Sin embargo, aunque pueda resultar paradójico, no se consideraba un artesano, por lo menos en el sentido tradicional del término. Solía denominarse artista litógrafo. En cierto sentido, parafraseando a Richard Sennett en El artesano, el primer tomo de su excepcional trilogía sobre la “cultura material”, el trabajo de Herbert implicaba el desarrollo de determinadas destrezas artesanales específicas, sin duda, pero nunca sujetas a la simple imitación o repetición, sino a la habilidad artística que siempre adquiere su mejor expresión en la evolución de las formas y en el minucioso cuidado de la impresión gráfica. Era un perfeccionista y, como en el artesano, la mano experta representaba su herramienta básica, pero su tacto, sus extremidades y sus ojos se vehiculaban a través de su personal sensibilidad creativa, a veces, bastante testaruda.

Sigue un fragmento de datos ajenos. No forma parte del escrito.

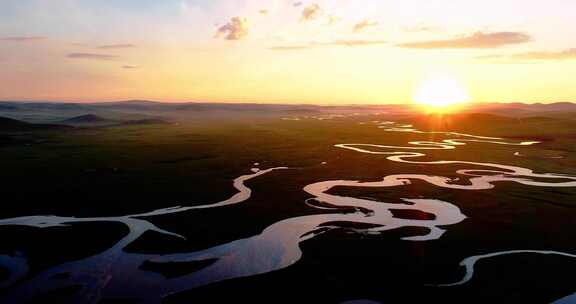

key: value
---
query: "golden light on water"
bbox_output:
[413,75,470,112]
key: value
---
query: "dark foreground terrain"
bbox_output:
[0,101,576,303]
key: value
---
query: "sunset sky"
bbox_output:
[0,0,576,104]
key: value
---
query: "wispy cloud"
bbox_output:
[216,17,249,40]
[398,32,532,49]
[476,48,576,63]
[268,45,312,51]
[0,36,47,42]
[317,40,388,46]
[96,44,136,50]
[301,3,324,21]
[402,23,442,33]
[353,19,378,33]
[66,53,120,60]
[269,40,388,51]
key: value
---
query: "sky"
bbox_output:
[0,0,576,104]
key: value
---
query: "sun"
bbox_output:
[413,75,470,112]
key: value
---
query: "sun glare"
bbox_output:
[414,75,470,112]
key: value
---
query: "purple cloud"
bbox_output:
[398,32,532,49]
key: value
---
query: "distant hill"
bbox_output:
[60,114,117,124]
[122,118,170,125]
[0,117,71,131]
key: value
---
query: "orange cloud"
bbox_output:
[353,19,378,33]
[269,40,388,51]
[302,3,324,21]
[216,17,248,40]
[97,44,136,50]
[477,48,576,63]
[66,53,120,60]
[0,36,47,42]
[398,32,532,49]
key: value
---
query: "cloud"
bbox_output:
[268,45,312,51]
[97,44,136,50]
[269,40,388,51]
[317,40,388,46]
[476,48,576,63]
[326,15,342,25]
[301,3,324,21]
[0,36,47,42]
[216,17,248,40]
[66,53,120,60]
[398,32,532,49]
[353,19,378,33]
[402,23,442,33]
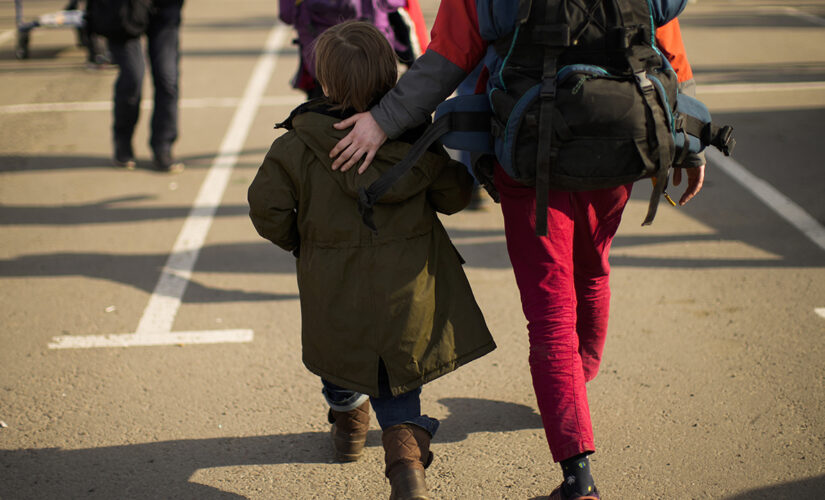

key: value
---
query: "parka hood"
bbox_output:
[276,98,450,203]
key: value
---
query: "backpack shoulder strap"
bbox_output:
[358,103,490,233]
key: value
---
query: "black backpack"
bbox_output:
[359,0,734,235]
[86,0,153,41]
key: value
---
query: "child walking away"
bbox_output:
[249,21,495,500]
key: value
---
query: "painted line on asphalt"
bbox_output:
[700,82,825,94]
[6,82,825,114]
[706,148,825,250]
[0,30,17,45]
[0,93,306,114]
[49,330,253,349]
[49,24,288,349]
[760,6,825,26]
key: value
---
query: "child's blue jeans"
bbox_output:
[321,364,438,436]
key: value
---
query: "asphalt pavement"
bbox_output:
[0,0,825,500]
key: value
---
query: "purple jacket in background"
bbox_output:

Trabajaba con pulcritud, limpiaba pausadamente el tórculo, cuidaba los papeles y las tintas o reproducía las impresiones con escrupulosa determinación. Era como una liturgia en la que él ejercía de maestro de ceremonias. Roland Barthes decía que toda ceremonia protege como una casa y permite habitar el sentimiento. No hay duda que el taller de litografía tenía también algo de “hogar”, donde cualquiera podía sentirse acogido.
Por su parte, Charles Taylor en La ética de la autenticidad dice que ser fiel a uno mismo significa ser fiel a la propia personalidad. En el caso de Herbert, esa singularidad inconfundible se manifestaba contra cualquier atisbo de narcisismo; al contrario, siempre estaba dispuesto a proporcionar hospitalidad indiscriminada, sin distinciones entre el alumno incipiente o la artista reconocida. La relación que mantenía con los interesados en el aprendizaje de la técnica o con l@s artistas que invitábamos a coproducir ediciones, convertía el taller en un espacio social donde él, como Maestro, se adhería a esa especie de juramento que le obligaba a mejorar las habilidades de todos ls aprendices a su cargo o a sacar el máximo resultado formal de las propuestas artísticas. Una manera de ser y hacer, según la cual, como repetía una y otra vez el propio Herbert, todos los seres humanos compartimos las destrezas fundamentales y mejorarlas, hasta conseguir el manejo experto, incluso la maestría, es una cuestión de motivación, esfuerzo y formación. Creo que en Arteleku encontró la institución aliada para poder llevar a cabo ese programa con total autonomía artística y pleno respeto profesional.